You can probably see already why this is germane to modern-day doomscrolling habits. If Rev Burford is right, how we allow our attention to be shaped, including by our technologies, is of profound moral significance. More plainly: how and where we choose to direct attention becomes, organically, a form of prayer, that will in time organise everything we do. Thus, to the extent that scrolling colonises attention, scrolling is a form of prayer.
To what, then, is everybody praying? This is the classic xkcd cartoon about the experience:
It’s funny, but actual experience can feel like having been taken over, occupied, invaded by a chaotic and often emotionally hyperstimulating argument. The emotions are often (indeed usually) dark. Indeed, those impulses most commonly activated by clickbait content have an uncanny resemblance to those an older age called the Seven Deadly Sins: Pride, Lust, Envy, Gluttony, Avarice, Sloth, or Anger. Ego conflicts; thirstposting; lifestyle brags; moneymaking scams; bedrotting; ragebait.

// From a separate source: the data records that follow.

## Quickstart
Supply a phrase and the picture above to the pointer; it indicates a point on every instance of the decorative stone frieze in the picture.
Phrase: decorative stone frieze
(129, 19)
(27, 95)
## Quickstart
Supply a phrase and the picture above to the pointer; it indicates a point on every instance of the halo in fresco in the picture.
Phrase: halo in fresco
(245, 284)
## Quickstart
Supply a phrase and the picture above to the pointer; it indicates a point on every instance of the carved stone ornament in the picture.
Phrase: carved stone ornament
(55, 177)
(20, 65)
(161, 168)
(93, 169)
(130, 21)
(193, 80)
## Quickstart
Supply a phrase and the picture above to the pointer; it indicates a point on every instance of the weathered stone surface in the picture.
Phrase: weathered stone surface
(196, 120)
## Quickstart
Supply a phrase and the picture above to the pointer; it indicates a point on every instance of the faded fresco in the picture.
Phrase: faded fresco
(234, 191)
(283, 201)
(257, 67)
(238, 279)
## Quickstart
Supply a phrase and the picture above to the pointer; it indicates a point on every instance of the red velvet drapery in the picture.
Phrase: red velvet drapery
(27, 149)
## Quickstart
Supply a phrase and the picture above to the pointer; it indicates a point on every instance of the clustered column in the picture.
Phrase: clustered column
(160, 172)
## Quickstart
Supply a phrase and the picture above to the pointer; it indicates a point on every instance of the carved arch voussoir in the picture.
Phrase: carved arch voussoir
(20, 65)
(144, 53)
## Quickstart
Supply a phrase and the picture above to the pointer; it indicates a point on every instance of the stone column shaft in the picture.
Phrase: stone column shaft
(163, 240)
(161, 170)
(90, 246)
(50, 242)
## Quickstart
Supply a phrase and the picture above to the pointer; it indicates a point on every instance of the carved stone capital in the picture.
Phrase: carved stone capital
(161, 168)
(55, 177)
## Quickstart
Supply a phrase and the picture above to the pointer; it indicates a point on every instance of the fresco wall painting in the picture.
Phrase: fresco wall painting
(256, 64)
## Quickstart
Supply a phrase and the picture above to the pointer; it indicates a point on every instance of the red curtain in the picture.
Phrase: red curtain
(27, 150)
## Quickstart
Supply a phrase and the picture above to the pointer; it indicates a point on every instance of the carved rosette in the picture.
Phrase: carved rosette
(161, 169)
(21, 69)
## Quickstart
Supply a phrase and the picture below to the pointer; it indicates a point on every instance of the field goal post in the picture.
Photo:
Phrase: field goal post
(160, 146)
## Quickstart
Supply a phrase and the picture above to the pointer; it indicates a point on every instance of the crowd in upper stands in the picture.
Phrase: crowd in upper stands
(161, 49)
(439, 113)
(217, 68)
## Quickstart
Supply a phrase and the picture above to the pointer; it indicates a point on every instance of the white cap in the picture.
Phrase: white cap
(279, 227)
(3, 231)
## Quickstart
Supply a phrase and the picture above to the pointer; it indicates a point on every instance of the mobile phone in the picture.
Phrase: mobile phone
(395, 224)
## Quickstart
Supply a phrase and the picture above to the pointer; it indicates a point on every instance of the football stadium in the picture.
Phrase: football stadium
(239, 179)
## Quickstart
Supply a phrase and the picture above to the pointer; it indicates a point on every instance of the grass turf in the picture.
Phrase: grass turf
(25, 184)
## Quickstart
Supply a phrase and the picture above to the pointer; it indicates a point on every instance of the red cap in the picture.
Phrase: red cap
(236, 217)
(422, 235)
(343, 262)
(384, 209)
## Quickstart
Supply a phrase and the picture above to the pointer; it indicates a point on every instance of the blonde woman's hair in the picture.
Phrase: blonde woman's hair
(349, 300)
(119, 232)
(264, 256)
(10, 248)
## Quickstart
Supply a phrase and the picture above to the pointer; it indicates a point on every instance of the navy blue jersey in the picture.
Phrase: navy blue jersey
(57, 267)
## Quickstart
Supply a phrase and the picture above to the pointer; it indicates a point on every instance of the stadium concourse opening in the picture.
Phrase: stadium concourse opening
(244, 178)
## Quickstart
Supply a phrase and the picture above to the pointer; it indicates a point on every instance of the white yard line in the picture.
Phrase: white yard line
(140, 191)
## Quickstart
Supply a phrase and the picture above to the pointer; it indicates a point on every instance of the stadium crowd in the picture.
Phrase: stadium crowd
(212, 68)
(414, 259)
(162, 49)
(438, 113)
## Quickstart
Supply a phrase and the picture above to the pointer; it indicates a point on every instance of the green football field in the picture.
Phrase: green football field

Here are the Seven, painted circa 1500 by the remarkable Hieronymus Bosch:
What does it mean, then, for everyone to spend hours every day absorbed in a digitally led liturgy ordered to the Seven Deadly Sins? The implication, if Rev Burford is right, it’s spelled out in Bosch’s painting, by the images in each corner: Death, Judgement, Heaven, and Hell. We might venture to suggest that the bottom left-hand corner, is a vivid depiction of the likely cultural effect of forming our collective attention through Pride, Lust, Envy, Gluttony, Avarice, Sloth, and Anger: in the most literal imaginable sense, a living hell.
In my own talk at at Pusey House (and in previous posts here), I touched on a personal insight: that in my experience the only reliable antidote I know to internet poisoning is prayer. By “internet poisoning”, I mean the uneasy way, after too much scrolling, you can feel as though some online argument has somehow come to inhabit your mind, even to the point of becoming intrusive or an obstacle to staying fully present in matters that need your attention. But if the scroll really is a form of wrongly-ordered liturgy, it makes perfect sense that the most efficacious remedy would be taking steps to order it more right.
To be clear, I don’t think it’s necessary to embrace the whole Liturgy of the Hours (though I do actually know one extremely online thinker who is on that road). But rightly-ordered liturgy implies not just freeform pleas to God, beneficial though these often are, but also a measure of structure: fixed forms of words, learned by heart, regularly rehearsed in conjunction with suitable meditation. In my experience taking this kind of structured approach helps, by degrees, to re-shape daily patterns of thought from the comparatively passive, free-floating, and vulnerably un-buffered doomscrolling mode, to one that’s more active, more vivid, and un-buffered but still centred.
To use a rather prosaic metaphor, they’re just better and more life-giving algorithms for attention, than the ones on offer from Mark Zuckerberg or Elon Musk. And in this sense, a prayer practice is not just a cure for internet poisoning, but an active, pre-emptive discipline for guarding against future dis-order.